Q: But what about using the feet to show the music; isn't that style part of tango?
A: Well, if you are performing maybe, and in the milongas here there are sometimes adornments with the feet, but it is not a big part of our dancing. 

Q: The milongueros all have a lot of different styles and ways of using the music. What are the differences you have noticed?
A: (A summary). She described older dancers who are sweet; who have seen and done everything. While some are losing physical skills, they are very nice to dance with and connect to. Their way with the music, and with life itself, makes a great connection. Then, there are some milongueros who really dance for the woman. You can tell that they are really paying attention, taking care, watching out for you. Some are very smooth. She says dancing with them to Calo is like a nice stroll in the park in Palermo. Some of the good dancers have a hard lead, which she doesn't care for, but she says some of the other women like it. And she says some of the men are “sometimes showing to the others.” “I can tell, and I don't like it as much when they do it, but some are very good dancers. Sometimes they need to get students, and showing is how they do it.” And others are selfish. “Like who?” I asked. She said, “Well XX is selfish (my favorite tango dancer). He is so strong in the music that sometimes he just goes. He can't control himself. It's okay, but you just have to hold on.” I asked “What about me? What kind am I?” She said, “You are a selfish dancer.” (I decided to leave it at that. A similarity of any kind at all with XX was good enough for me). 

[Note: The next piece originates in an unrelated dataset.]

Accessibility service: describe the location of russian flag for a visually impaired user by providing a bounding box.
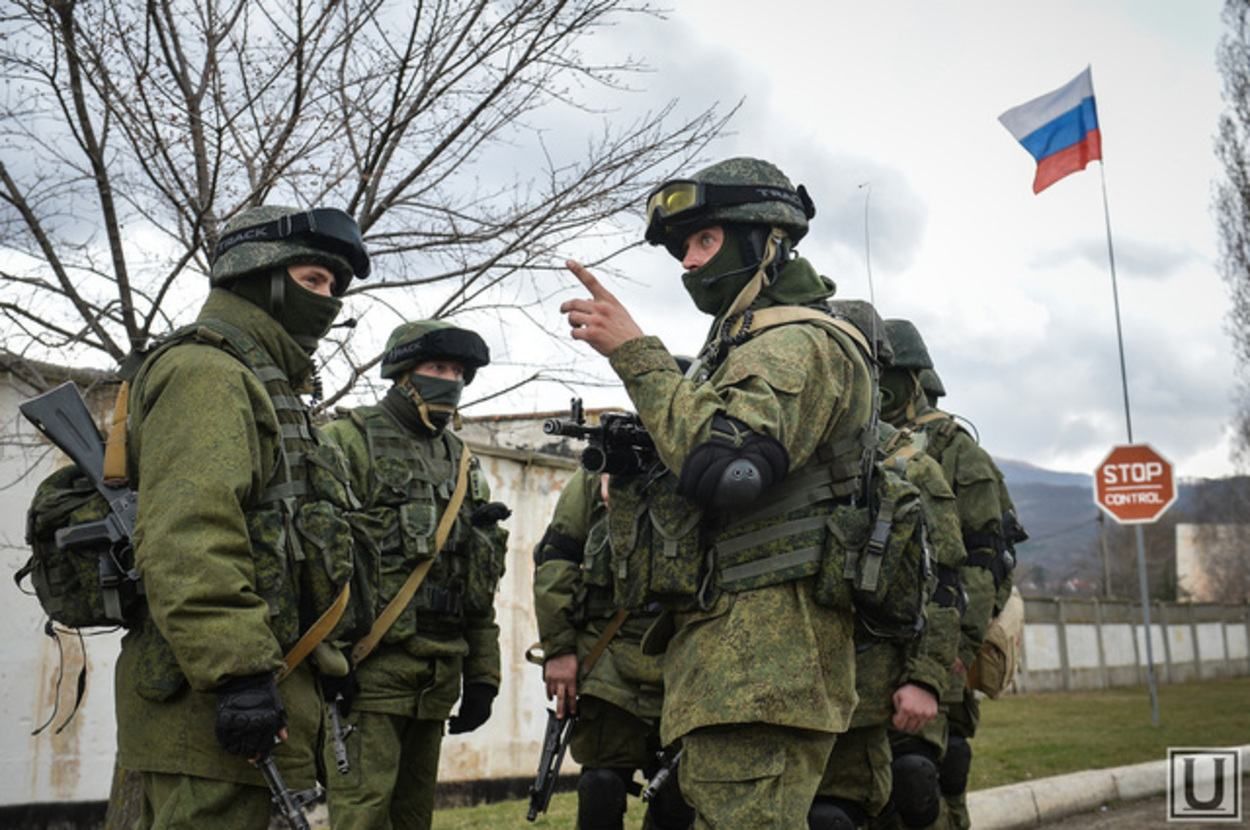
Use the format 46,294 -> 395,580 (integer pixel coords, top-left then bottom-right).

Q: What don't you like about the milongas?
A: Smoke. Sometimes I cannot dance. I have to stop going. 

Q: Who are the good teachers?
A: My only teacher was Celia Blanco. She is very tough, she was trained as a Profesora de Danzas Clásicas, and she is tough. But she was very nice to me. I had sixteen lessons with her at Gallo Ciego (another great tango name) and then she said, “That's enough. Go out and dance.” (Note: We sat in on one of Celia's classes. She has never taught in the U.S., so I'll try to write about her later.) 

Q: Why don't you teach?
A: I'm in tango only for dancing. I don't want to socialize or perform, or teach. Looking for students and competing with other teachers changes it. (Note: I know that Alejandra has taught in the past. She has sometimes helped milongueros give lessons as a favor, which is how I met her. Also, Argentina sent her to the U.S. last year to demonstrate tango, and once she reluctantly accepted the strangest tango job ever: the Argentine army hired her to try to teach tango to its generals, so they would be able to represent the country better at foreign diplomatic functions.) 

Q: Isn't it true that my mastery of tango is unequaled by anyone in Buenos Aires? And what about those secret codes Sonia couldn't put in the book—the ones every Argentine has sworn not too reveal?

A: I was astounded by her answer! But I'm afraid it will have to wait. It's getting very late, and the doctor said if I don't get some sleep I will die so I will have to save those unbelievable answers for another time.